If he wanted to, the Amazon founder, owner of The Washington Post and second richest man in the world could easily foot the bill. Forbes estimates that Bezos is worth $170.2 billion. 

It’s unclear if Bezos would have an interest in buying the Nationals, but his obscene wealth leads his name to be thrown around whenever a pro sports team is available. He does have ties to the D.C. area, owning the largest house in D.C. — a 27,000-square-foot mansion that he bought for $23 million — and Amazon is opening its second headquarters in Arlington that is scheduled to open in 2023.

Josh Harris and David Blitzer

The heads of Harris Blitzer Sports & Entertainment already own the Philadelphia 76ers and the New Jersey Devils. Harris, 57, is co-founder of private equity firm Apollo Global Management, while Blitzer, 52, is an executive of investment firm Blackstone Group. 

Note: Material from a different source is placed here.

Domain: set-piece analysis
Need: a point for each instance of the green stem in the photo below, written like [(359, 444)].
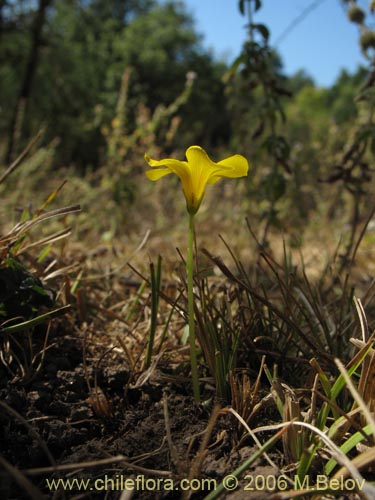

The group lost out on buying the New York Mets, who hedge fund manager Steve Cohen purchased in fall 2020 for a record $2.4 billion. The Mets were the sixth MLB team to change hands in the last decade, along with the Padres ($600 million in 2012), Dodgers ($2 billion in 2012), Mariners ($1.4 billion in 2016), Marlins (1.2 billion in 2017) and Royals ($1 billion in 2020). 

Jeff Zients

It wouldn’t be Zients’ first time trying to buy the Nationals.

In 2005, Zients aligned with Colin Powell and Fred Malek to buy the Nationals, eventually losing out to Lerner. Zients, 55, is the former CEO of Wall Street investment firm Cranemere and a former member of Facebook’s board of directors. 

He served as Barack Obama’s deputy director for management of the Office of Management and Budget and has been leading the Biden administration’s coronavirus response as an advisor to the president. He announced in March that he would be leaving the White House this month. 

Alex Rodriguez

The three-time MLB MVP put together a bid with his then-fiancee Jennifer Lopez to buy the Mets in 2020 but lost out to Cohen. The Nationals don’t have the New York appeal, but maybe Rodriguez still has the itch to own an MLB team.

In 2021, just months after his bid to buy the Mets failed, Rodriguez and former Walmart e-commerce CEO Marc Lore joined forces to buy the NBA’s Minnesota Timberwolves for $1.5 billion. 

Rodriguez wouldn’t be the first former Yankee to help purchase an MLB team. In 2017, Derek Jeter was part of a group led by Bruce Sherman that bought the Marlins. However, earlier this year, Jeter stepped down as CEO of the team and sold his 4% stake in the franchise.